An unusual lexicographer
In the early 1980s, my summer job was helping out at the local newsagent’s in my home town, a small seaside resort in Northern Ireland. Apart from dusty tourist guides and Old Moore’s Almanack, there weren’t many books for sale. Tidying the shelves one day, however, I came across a slim volume with an important-sounding title. Something told me that The Spoken Word: A BBC Guide was the book I had been wanting for a long time, without realizing it. I handed over £2 of my hard-earned wages, and took it with me when I went back to university that autumn.
Ever since then, books about words have piled up on my desk, including Fowler’s Modern English Usage, a Roget’s Thesaurus and the 1987 ‘Compact Edition’ (still huge) of the Oxford English Dictionary which came with its own magnifying-glass. But over the years Robert Burchfield’s little book – you might even call it a booklet – is the one that I have turned to most often. It helped me to learn how to write.
The Spoken Word, published in 1981, was produced in response to a wave of complaints to the British Broadcasting Corporation about falling standards in spoken English. A new era of broadcasting had begun in the 1970s, as the BBC changed from being the Reithian home of ‘received pronunciation’ to something broader, permitting more regional accents and informal language. Many people felt that the move towards linguistic diversity had gone too far, resulting in what the critic Anne Karpf so eloquently described in 1980 as ‘English as she is murdered on radio’.
The BBC felt that its broadcasters needed help in deciding what was acceptable and what was not, and commissioned a brief, no-nonsense guide from Dr Robert Burchfield. There was probably no one who knew the English language better, or how it had changed in recent times. Burchfield was the editor of the supplement to the Oxford English Dictionary, the great twelve-volume dictionary that had been published between 1879 and 1933. When he first took charge in 1957, Oxford University Press estimated that the work would produce a single volume within seven years. Instead the Supplement comprised 60,000 new entries, took up four large volumes and was not completed until 1986.

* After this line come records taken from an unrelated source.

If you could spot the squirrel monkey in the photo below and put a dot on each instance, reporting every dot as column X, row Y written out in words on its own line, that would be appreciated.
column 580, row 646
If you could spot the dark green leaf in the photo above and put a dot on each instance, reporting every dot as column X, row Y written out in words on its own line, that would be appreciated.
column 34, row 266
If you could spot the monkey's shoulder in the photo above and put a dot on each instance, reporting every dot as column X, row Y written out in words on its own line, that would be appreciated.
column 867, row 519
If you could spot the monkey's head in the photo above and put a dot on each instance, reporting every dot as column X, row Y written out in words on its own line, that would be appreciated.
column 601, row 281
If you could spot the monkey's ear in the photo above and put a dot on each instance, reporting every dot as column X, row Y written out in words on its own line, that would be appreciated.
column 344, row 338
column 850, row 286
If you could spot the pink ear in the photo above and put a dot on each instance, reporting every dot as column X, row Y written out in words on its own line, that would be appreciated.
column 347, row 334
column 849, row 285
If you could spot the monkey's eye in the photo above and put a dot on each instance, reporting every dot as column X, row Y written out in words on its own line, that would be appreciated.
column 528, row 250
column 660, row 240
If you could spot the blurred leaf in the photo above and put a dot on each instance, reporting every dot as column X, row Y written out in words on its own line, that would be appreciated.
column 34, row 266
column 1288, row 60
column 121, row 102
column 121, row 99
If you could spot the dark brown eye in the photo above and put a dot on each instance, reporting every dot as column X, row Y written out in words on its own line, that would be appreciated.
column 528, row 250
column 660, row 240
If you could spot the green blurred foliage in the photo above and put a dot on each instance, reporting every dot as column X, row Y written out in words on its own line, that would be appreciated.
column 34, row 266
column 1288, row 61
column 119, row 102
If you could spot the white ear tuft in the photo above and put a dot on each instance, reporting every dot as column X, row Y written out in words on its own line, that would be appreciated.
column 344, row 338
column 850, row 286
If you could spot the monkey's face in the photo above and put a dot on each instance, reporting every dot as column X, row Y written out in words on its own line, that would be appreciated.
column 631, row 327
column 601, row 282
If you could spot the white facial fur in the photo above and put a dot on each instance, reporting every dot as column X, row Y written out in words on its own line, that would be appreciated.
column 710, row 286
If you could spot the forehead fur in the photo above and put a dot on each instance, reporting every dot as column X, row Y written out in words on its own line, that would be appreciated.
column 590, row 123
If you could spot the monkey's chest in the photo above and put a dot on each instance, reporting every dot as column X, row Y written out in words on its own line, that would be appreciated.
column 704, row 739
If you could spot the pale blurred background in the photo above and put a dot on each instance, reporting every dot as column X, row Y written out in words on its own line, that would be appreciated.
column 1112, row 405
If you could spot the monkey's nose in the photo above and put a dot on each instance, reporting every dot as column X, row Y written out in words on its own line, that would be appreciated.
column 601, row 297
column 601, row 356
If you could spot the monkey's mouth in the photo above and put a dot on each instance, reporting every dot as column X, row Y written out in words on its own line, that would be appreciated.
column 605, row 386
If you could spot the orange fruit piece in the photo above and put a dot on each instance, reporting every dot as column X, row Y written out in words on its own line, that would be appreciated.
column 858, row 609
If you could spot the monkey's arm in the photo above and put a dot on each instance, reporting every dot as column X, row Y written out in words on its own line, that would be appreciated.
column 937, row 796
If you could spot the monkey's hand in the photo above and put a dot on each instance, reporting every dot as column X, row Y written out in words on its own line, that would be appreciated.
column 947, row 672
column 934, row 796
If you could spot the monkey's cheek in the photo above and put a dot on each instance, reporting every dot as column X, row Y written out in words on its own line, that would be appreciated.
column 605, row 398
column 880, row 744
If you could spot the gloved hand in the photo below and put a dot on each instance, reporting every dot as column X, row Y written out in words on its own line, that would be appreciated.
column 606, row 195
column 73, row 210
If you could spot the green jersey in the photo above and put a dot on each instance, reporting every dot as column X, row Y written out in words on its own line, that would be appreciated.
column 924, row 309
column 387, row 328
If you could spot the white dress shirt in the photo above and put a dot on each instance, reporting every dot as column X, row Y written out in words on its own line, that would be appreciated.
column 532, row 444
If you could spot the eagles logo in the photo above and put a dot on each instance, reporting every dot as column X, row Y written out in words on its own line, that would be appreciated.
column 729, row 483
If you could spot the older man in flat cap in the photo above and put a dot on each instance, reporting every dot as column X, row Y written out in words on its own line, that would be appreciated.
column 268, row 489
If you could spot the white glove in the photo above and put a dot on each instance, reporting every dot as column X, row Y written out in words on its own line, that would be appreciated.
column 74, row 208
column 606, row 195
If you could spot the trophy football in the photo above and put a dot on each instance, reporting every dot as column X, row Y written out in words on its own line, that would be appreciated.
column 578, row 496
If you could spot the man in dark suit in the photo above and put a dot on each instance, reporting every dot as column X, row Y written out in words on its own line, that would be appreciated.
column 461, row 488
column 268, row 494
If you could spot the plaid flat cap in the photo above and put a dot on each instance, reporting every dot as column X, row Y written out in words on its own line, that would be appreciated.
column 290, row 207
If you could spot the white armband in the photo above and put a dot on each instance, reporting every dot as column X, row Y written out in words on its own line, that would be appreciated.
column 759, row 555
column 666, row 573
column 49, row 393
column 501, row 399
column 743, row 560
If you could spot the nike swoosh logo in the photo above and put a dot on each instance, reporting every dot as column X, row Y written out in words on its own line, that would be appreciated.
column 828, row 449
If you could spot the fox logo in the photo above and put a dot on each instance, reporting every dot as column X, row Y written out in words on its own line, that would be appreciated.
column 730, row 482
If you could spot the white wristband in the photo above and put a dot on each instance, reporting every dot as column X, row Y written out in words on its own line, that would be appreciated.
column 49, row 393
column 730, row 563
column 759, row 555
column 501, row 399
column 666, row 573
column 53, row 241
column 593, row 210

Robert Burchfield was, on the face of it, an unlikely lexicographer. Born in Waganui, New Zealand, in 1923, he later claimed that his parents had just one book in the house, a socialist tract. In 1944, while on wartime service in Italy, he stumbled across Frederick Bodmer’s The Loom of Language: A Guide to Foreign Languages for the Home Student. It was a book that changed his life, sparking off a fascination with words and their origins. After the war, he was awarded a Rhodes scholarship and moved to Oxford, where he was taught by C. S. Lewis and J. R. R. Tolkien. Burchfield might easily have opted for a quiet, scholarly life working on Old Norse poetry, but instead he accepted the challenge of bringing the Oxford English Dictionary into the twentieth century.
Updating the OED was a monumental task, requiring dogged patience and a team of dedicated workers, one of them the young Julian Barnes. The first two volumes of the Supplement (A–G and H–N) appeared in 1972 and 1976 respectively and, to his surprise and delight, Burchfield became something of a celebrity. He was a genial figure who featured on Desert Island Discs and regularly appeared on radio and television to give his views on current trends in spoken English. ‘I can’t understand what the young are saying any more,’ the former Prime Minister Edward Heath grumbled to him on the BBC’s Nationwide in the summer of 1979.